【コラム】疑問を感じて続けられない


最近の私のライフワークになりつつある「アウトプット相談」。
「アウトプット相談」とは、発信したい人、あるいは発信をしている人で、何らかの課題を感じている人の話を聞き、アドバイスをしたり、方向性を一緒に考えたり、すぐに始められることを提案したりする1~2時間のおしゃべり。
最初に来てくれたのは、イラストレーターの方だった。

渋谷のカフェで初めて会った彼女は思っていたよりファッショナブルで、ショートカットにノースリーブのワンピースを着て、カーディガンを肩にかけていた。

イラストレーターになって2年。いろいろと発信しなきゃいけないと思うのだけど、いつも飽きたり迷ったりしてやめてしまうのだという。

私は彼女のイラストやコラムを見たり読んだりしたことがあって、イラストのテイストや切り口、視点の鋭さとコミカルさ、クスッと笑える自虐要素なんかにとても惹かれていた。

Instagramにも投稿していて、純粋なイラストだったりネタだったり、彼女の中の流行りがあるみたい。とてもとても素敵なのだけど、フォロワー数は多くはない。だから反応が少なくてやめてしまうのかな。

イラスト以外の人生のような? そういう話もいろいろと聞いた。彼女のひっかかりとかこだわりとか、コンプレックスみたいなものとか、傷ついた思い出とか。彼女の人となりも、ずいぶんわかった気がした。

たくさん話した後に「何かできることあるかな?」と聞いて、私は彼女の作品を最初に見られる人になった。
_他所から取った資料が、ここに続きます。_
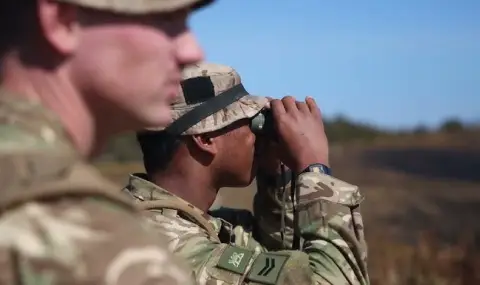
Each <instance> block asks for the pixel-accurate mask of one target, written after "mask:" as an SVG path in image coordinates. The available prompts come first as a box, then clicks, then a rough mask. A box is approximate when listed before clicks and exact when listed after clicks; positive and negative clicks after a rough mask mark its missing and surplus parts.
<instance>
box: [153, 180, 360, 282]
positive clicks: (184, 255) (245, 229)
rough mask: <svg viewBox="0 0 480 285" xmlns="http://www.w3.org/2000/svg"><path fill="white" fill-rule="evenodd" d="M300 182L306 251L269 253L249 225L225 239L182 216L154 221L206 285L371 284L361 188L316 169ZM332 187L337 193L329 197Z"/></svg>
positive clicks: (301, 207)
mask: <svg viewBox="0 0 480 285" xmlns="http://www.w3.org/2000/svg"><path fill="white" fill-rule="evenodd" d="M325 182H328V183H329V184H328V185H329V186H328V187H326V186H325V185H323V183H325ZM332 182H333V183H334V184H338V185H337V186H338V187H333V186H335V185H333V186H332V184H331V183H332ZM297 185H298V187H299V190H301V191H300V192H301V199H300V207H301V210H300V214H301V215H300V219H299V220H300V222H299V226H300V228H301V233H302V237H303V238H304V243H303V245H304V246H303V250H302V251H300V250H278V251H267V249H266V248H265V247H264V246H262V245H260V243H258V242H257V241H255V239H254V238H253V237H252V236H251V233H249V231H248V229H243V230H244V231H243V233H242V237H236V239H235V240H230V243H220V242H218V241H216V240H215V239H214V238H211V237H209V236H208V234H207V233H206V232H205V231H204V230H203V229H202V228H200V227H199V226H198V225H196V224H194V223H191V222H189V221H187V220H184V219H181V218H178V217H177V216H176V214H174V215H171V216H168V215H165V213H160V212H155V211H149V213H148V215H149V217H148V221H149V222H150V223H151V224H152V225H153V226H154V227H156V228H157V230H158V231H159V232H161V233H162V234H166V235H167V236H168V237H169V239H170V240H169V243H170V248H171V250H173V251H174V252H175V253H176V254H178V255H179V256H180V257H181V258H183V259H185V260H188V261H189V263H190V265H191V267H192V268H193V270H194V274H195V276H196V279H197V282H198V283H199V284H201V285H206V284H270V285H275V284H282V285H283V284H342V285H344V284H369V281H368V277H367V273H366V267H365V266H364V259H363V258H364V256H363V255H362V254H363V252H362V250H364V249H365V247H364V244H362V242H361V241H362V240H363V236H360V237H357V236H356V234H361V228H360V229H359V228H358V227H359V226H360V225H361V222H360V221H357V220H356V219H357V217H358V216H357V215H356V214H355V210H354V208H355V206H352V205H358V202H359V197H358V195H359V194H358V192H357V189H356V188H355V187H354V188H352V187H353V186H351V185H348V184H346V183H344V182H341V181H339V180H336V179H333V178H329V177H323V176H320V175H318V174H310V173H309V174H302V175H301V176H299V177H298V184H297ZM320 187H323V188H321V189H320ZM332 187H333V188H332ZM318 189H320V190H318ZM322 189H324V190H323V191H322ZM312 190H313V191H312ZM328 190H332V192H331V193H330V192H329V193H330V194H328V195H327V193H326V192H325V191H328ZM318 193H321V194H322V195H319V194H318ZM319 207H321V208H319ZM353 222H355V223H353ZM237 226H238V227H241V228H243V227H242V226H239V225H237ZM236 233H238V231H236Z"/></svg>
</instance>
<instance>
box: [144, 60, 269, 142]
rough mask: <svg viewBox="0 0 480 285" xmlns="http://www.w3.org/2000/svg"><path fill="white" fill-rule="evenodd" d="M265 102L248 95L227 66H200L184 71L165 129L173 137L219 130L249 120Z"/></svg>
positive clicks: (218, 65)
mask: <svg viewBox="0 0 480 285" xmlns="http://www.w3.org/2000/svg"><path fill="white" fill-rule="evenodd" d="M267 102H268V99H267V98H266V97H261V96H253V95H251V94H250V93H248V92H247V91H246V90H245V88H244V86H243V84H242V81H241V78H240V75H239V74H238V73H237V72H236V71H235V70H234V69H233V68H232V67H229V66H226V65H220V64H214V63H207V62H203V63H199V64H194V65H191V66H188V67H187V68H185V69H184V70H183V78H182V82H181V86H180V87H179V95H178V98H177V101H176V102H175V103H174V104H173V105H172V112H173V120H174V121H173V123H172V124H171V125H170V126H168V127H167V129H165V128H149V129H147V130H150V131H161V130H166V131H167V132H169V133H172V134H175V135H179V134H181V135H194V134H201V133H207V132H212V131H216V130H220V129H222V128H224V127H226V126H228V125H230V124H232V123H234V122H235V121H238V120H241V119H246V118H248V119H250V118H253V117H254V116H255V115H257V114H258V113H259V112H260V111H261V110H262V109H263V108H264V107H265V105H266V104H267Z"/></svg>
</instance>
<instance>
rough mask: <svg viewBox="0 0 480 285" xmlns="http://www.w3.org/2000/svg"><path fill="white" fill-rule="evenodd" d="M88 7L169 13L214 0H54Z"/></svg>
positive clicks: (121, 10)
mask: <svg viewBox="0 0 480 285" xmlns="http://www.w3.org/2000/svg"><path fill="white" fill-rule="evenodd" d="M56 1H57V2H61V3H68V4H73V5H77V6H81V7H86V8H90V9H96V10H103V11H109V12H113V13H119V14H127V15H141V14H152V13H169V12H174V11H178V10H181V9H185V8H192V10H195V9H198V8H201V7H204V6H206V5H208V4H210V3H211V2H213V1H214V0H149V1H138V0H133V1H132V0H128V1H127V0H56Z"/></svg>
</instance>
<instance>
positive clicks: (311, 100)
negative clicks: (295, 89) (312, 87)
mask: <svg viewBox="0 0 480 285" xmlns="http://www.w3.org/2000/svg"><path fill="white" fill-rule="evenodd" d="M305 102H306V103H307V106H308V109H309V110H310V113H312V114H313V115H314V116H315V117H317V118H319V119H321V118H322V114H321V113H320V109H319V108H318V106H317V103H316V102H315V99H313V98H312V97H307V98H305Z"/></svg>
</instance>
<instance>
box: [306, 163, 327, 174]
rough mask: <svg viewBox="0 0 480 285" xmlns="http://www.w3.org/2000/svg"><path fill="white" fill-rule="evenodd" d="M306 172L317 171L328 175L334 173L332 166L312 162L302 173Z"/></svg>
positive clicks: (318, 172) (312, 171)
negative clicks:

つまり、ペースメーカーであり、編集者みたいなことなのかな。

彼女の作品が好きなので、その編集者のような立場になれるなんて願ってもないこと。「週5ペースで更新したい」というストイックな彼女。TwitterとInstagramに上げる前に、その作品を週に1度、見せてもらうことになったのだ。

彼女は毎週決まった曜日に、(海外旅行中も)イラストをまとめて送ってくれる。私は「ここがちょっとわからなかった」「このセリフめちゃいいね」など率直な感想を述べて、その後毎日の投稿を楽しみにしているだけ。

投稿したものに私以外の人の反応があると「むふふ」とほくそ笑む。

これまでなかなか続かなかったという彼女。トレーナーやコーチのように、一緒に並んで歩く人がいるだけで、少しは足取りが軽くなっているといいな。